Total Pageviews

Monday, April 15, 2013

Update

Josh and I have been living apart since Wednesday.  Josh was kind enough to agree to stay somewhere else so that the kids and I could remain in the town home so that the kids could maintain their comfort and schedule.  Josh came over Saturday and Sunday to spend time with the kids and we have been talking, but it basically boils down to this.  There are needs I have that are non-negotiable.  If he cannot meet these needs then he needs to decide now so we can both move on.  The needs are as follow:

1.       You will not lie to me about ANYTHING. 

2.       You are required to spend 30 minutes every day in discussion with me. 

3.       One family prayer a day. 

4.       Date night every Friday night. 

5.       As always, smoking or drinking is not allowed in or around our home.   

6.       You will continue to go to church with me.   I am not asking you to believe, but to attend and help me with the kids and to set an example as you promised when we were married.  Sleeping in church is not permitted as it is disrespectful and rude. 

7.       You will make continue therapy

We then discussed how he felt he was giving up parts of himself to meet these needs.  However, he knew my needs before we were married.  I asked him when he proposed if this is what he wanted and who he was.  Never have I asked him to change for me.

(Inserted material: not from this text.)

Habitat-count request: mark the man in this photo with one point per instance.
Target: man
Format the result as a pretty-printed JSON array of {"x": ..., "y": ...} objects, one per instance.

I am not even asking that of him now, I just need to know if he can or cannot.  He is now thinking on this and trying to make a choice.  He is also trying to come up with the things he needs and what makes him happy as he says at the moment he does not know. 

I hate that this is what our marriage has come to, but the separation I feel has been good for both of us.  Josh is experiencing a small portion of what life is like without coming home to a family and having the alone tome to himself in the evening to meditate and reflect.  It has been good for me in the sense that I no longer feel like I am living a lie.  The anger and hurt is lessoning and I feel a greater peace in my home as my focus is %100 on my children.  It is also good should things take a turn for the worst case scenario and we divorce, then I have this transition time where I am practicing being a single mom.